You are viewing a plain text version of this content. The canonical link for it is here.

Posted to dev@jena.apache.org by "Henry Story (Created) (JIRA)" <ji...@apache.org> on 2012/01/29 17:41:10 UTC

[jira] [Created] (JENA-203) support for Non Blocking Parsers

support for Non Blocking Parsers
--------------------------------

                 Key: JENA-203
                 URL: https://issues.apache.org/jira/browse/JENA-203
             Project: Jena
          Issue Type: Improvement
            Reporter: Henry Story


In a Linked Data environment servers have to fetch data off the web. The speed at which such data 
is served can be very slow. So one wants to avoid using up one thread for each connections (1 thread = 
0.5 to 1MB approximately). This is why Java NIO was developed and why servers such as Netty
are so popular, why http client libraries such as https://github.com/sonatype/async-http-client are more
and more numerous, and why framewks such as http://akka.io/ which support relatively lightweight
actors (500 bytes per actor) are growing more viisible.

Unless I am mistaken the only way to parse some content is using methods that use an 
InputStream such as this:

    val m = ModelFactory.createDefaultModel()
     m.getReader(lang.jenaLang).read(m, in, base.toString)

That read call blocks. Would it be possible to have an API which allows
one to parse a document in chunks as they arrive from the input?




--
This message is automatically generated by JIRA.
If you think it was sent incorrectly, please contact your JIRA administrators: https://issues.apache.org/jira/secure/ContactAdministrators!default.jspa
For more information on JIRA, see: http://www.atlassian.com/software/jira

[jira] [Commented] (JENA-203) support for Non Blocking Parsers

Posted by "Andy Seaborne (Commented) (JIRA)" <ji...@apache.org>.

    [ https://issues.apache.org/jira/browse/JENA-203?page=com.atlassian.jira.plugin.system.issuetabpanels:comment-tabpanel&focusedCommentId=13219928#comment-13219928 ] 

Andy Seaborne commented on JENA-203:
------------------------------------

Interesting stuff - I need to find a decent block of time to do more than just look.  

To go back to the title of this JIRA ...

What can be done to "support non-blocking parsers" in addition to the current parsers.  It seems to me that the non-block parsers scatter-gather paradigm is a separate subsystem on top of Jena - if there anything the core could provide to help?

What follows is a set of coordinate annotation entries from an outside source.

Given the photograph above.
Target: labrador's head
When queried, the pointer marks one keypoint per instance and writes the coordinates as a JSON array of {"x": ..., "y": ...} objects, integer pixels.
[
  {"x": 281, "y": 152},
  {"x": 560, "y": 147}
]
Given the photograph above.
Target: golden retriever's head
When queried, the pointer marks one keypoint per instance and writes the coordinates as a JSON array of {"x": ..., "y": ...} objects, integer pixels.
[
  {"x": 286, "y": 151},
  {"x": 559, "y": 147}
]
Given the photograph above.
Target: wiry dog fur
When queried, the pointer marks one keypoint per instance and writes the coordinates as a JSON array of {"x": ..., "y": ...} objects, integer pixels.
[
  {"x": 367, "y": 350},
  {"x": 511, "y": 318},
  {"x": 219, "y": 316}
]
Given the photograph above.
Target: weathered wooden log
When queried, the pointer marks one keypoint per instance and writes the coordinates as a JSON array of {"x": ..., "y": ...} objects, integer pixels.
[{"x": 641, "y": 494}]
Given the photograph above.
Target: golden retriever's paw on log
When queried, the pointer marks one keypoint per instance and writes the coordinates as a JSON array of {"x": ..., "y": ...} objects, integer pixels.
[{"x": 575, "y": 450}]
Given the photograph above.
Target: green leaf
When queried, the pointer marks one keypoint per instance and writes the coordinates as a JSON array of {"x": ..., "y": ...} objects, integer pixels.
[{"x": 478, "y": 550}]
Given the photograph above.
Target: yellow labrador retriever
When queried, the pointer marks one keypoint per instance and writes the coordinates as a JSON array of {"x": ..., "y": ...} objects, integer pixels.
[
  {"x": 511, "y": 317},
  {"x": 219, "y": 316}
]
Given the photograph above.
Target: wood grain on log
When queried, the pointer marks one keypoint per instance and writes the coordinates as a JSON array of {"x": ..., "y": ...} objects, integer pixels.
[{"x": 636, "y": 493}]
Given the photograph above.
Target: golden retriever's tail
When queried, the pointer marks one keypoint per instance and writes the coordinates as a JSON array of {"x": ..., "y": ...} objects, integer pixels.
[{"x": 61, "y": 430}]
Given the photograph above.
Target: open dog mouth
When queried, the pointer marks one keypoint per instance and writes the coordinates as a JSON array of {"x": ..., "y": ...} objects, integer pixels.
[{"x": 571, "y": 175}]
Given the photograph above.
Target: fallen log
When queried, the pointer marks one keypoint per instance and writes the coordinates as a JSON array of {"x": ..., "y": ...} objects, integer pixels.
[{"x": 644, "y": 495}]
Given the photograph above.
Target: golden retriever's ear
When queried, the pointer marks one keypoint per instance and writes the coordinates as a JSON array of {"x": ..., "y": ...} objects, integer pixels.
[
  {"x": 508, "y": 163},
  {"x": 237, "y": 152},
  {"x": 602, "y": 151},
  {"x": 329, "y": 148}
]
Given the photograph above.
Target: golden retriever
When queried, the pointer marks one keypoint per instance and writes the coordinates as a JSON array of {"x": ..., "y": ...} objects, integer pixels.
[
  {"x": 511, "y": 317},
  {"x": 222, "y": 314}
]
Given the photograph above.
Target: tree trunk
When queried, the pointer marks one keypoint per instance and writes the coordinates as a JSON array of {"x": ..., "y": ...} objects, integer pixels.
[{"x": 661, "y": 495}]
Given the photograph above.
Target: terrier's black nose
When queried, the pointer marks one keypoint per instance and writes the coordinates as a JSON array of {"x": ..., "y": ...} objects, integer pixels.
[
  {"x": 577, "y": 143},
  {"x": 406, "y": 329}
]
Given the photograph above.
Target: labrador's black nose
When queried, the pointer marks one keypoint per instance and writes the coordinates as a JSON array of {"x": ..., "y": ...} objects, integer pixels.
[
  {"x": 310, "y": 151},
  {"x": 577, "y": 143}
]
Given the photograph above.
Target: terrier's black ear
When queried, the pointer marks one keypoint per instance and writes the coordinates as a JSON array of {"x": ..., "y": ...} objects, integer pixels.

What I'd like to see is that Jena does not need to include every feature possible, but can support independent and vibrant open source projects (the developers have already talk a bit about some simple modularity while delivering combined collections in useful forms for common cases, like a single jar with everything in it or a single jar + dependencies to make using the command like tools much easier).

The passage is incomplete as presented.